Ist die Produktivität über Technologie weiter steigerbar?

Ich oute mich heute mal wieder!  Seit gestern trage ich eine Apple Watch an meinem Handgelenk und erwarte natürlich, dass sie mein Leben völlig zum Positiven entwickelt! Nach einem Tag lässt sich schon sagen: Das wird wohl nix! 

Technologie ist im Grunde immer ein Heilsversprechen. Zweifellos haben viele Technologien unglaubliche Produktivitätsschübe vollbracht. Ich wohne auf dem Land und kein Mensch käme mehr auf die Idee, die großen Wiesen noch mit einer Sense zu bearbeiten. Vielmehr beobachte ich Riesen-Trecker, die binnen zwei Stunden Riesenareale  an Wiesen wie einen englischen Rasen sauber abmähen.

Das ist Produktivitätszuwachs in Reinkultur. Was früher 10 Leute in 3 Tagen geschafft haben, schafft heute ein einzelner Mensch in zwei Stunden. Von der automatischen Nachbearbeitung mal ganz zu schweigen.

Den ersten Produktivitätsschub gab es vor ca 300 Jahren mit der Fortentwicklung vieler Werkzeuge.  Den zweiten riesigen Produktivitätsschub gab es mit der Industrialisierung und der Einführung von Maschinenbau (Incl. Fahrzeuge) und Elektrotechnik.  Die dritte große technische Revolution vollzieht sich mit der Mikroelektronik und der vollständigen Digitalisierung unserer Welt.

Doch wird diese dritte Phase einen ähnlichen Produktivitätsschub nach sich ziehen, wie die beiden Phasen zuvor?

Das ist bis dato wohl eindeutig mit NEIN zu beantworten.  Im Gegenteil. Alle Produktivitätsstudien in den Industrieländern der letzten Zeit zeigen eher einen Trend nach unten (!) – und das schon seit über zehn Jahren.

Jetzt gibt es nur zwei Möglichkeiten. Entweder der Riesenschub lässt einfach auf sich warten (auch die früheren Schübe haben Jahrzehnte zur wahren Entfaltung benötigt) – oder er wird einfach ausbleiben — zumindest solange nicht wirklich etwas gewaltig Neues entwickelt wird.   Die lieben elektronischen Helferlein scheinen zumindest in Hinsicht von Produktivität nicht sonderlich viel zu bewirken. Eher im Gegenteil.

Ein Spaßvogel hat in einem meiner Seminar einmal gesagt, Beethoven hätte vermutlich niemals eine Symphonie zu Ende gebracht, wenn er damals schon ein Smartphone gehabt hätte.
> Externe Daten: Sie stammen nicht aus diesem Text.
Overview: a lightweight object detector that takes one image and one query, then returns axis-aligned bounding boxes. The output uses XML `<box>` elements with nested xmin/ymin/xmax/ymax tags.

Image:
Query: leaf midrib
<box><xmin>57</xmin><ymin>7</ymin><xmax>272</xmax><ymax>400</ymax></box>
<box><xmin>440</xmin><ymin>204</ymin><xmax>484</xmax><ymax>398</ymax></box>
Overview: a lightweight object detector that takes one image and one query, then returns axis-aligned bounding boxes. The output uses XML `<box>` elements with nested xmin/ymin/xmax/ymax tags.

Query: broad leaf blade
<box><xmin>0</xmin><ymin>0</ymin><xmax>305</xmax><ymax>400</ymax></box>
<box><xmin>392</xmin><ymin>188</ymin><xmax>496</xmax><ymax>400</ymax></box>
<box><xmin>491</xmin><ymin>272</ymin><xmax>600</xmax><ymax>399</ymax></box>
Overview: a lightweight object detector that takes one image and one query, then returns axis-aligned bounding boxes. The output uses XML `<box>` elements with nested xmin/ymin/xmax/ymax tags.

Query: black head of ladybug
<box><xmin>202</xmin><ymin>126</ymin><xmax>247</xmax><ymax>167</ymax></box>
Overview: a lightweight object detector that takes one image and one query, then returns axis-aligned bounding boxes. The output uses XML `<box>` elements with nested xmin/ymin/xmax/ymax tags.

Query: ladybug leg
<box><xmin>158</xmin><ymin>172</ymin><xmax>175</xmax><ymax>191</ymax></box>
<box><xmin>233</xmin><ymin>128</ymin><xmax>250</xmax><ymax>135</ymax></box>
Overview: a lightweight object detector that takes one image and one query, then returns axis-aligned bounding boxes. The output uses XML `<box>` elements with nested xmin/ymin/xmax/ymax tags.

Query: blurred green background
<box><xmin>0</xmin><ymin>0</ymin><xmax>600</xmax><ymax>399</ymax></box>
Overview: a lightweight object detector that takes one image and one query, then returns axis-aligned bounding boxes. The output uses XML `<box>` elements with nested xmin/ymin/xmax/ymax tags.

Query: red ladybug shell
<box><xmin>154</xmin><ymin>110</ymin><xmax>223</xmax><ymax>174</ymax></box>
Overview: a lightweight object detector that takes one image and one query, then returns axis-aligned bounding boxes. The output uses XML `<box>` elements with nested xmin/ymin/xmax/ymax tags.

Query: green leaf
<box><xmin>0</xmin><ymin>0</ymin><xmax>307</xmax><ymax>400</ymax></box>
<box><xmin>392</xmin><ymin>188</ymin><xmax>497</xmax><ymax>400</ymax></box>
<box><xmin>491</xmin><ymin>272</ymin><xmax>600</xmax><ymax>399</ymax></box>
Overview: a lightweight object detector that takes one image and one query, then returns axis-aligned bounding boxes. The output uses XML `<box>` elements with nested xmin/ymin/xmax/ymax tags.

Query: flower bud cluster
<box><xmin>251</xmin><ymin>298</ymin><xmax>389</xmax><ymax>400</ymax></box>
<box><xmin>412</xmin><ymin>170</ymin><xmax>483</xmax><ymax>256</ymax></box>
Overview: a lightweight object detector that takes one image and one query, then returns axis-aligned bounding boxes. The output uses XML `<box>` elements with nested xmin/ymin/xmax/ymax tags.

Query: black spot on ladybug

Manager verbringen heute statistisch zwischen zwei und vier Stunden täglich mit E-Mail-Bearbeitung. Und jeder dieser Produktivitätsstreber weiß im Grunde genau, dass über 80% aller E-Mails unwichtig sind.

Der limitierende Faktor für die Produktivitätszuwächse ist wohl unser Gehirn. Es ist entweder noch nicht angepasst – oder gar nicht fähig – sich in dem Digital-Dschungel effektiv zurecht zu finden. Im Grunde sind wir alle überfordert und gar nicht in der Lage, die Möglichkeiten, die sich hier eröffnen, produktiv zu nutzen.

Produktivität geht einher mit dem Glauben, „mit weniger Einsatz die Ergebnisse schneller und einfacher zu erreichen“.   Es ist schon paradox. Denn die Digitalisierung macht Informationsflüsse tatsächlich schneller und trotzdem bleiben die messbaren Effekte aus.

Ein Brief brauchte früher 2-3 Tage bis zur Zustellung. Heute geht das in Sekundenbruchteilen. Dafür überschwemmen wir uns mit schnellen Mails und What’s App Nachrichten und machen die Vorteile alle wieder zunichte.

Eigentlich ist das lustig – finden Sie nicht auch?  Wie gewonnen – so zerronnen.  Das scheint eines der Grundgesetze dieser Welt und Natur zu sein.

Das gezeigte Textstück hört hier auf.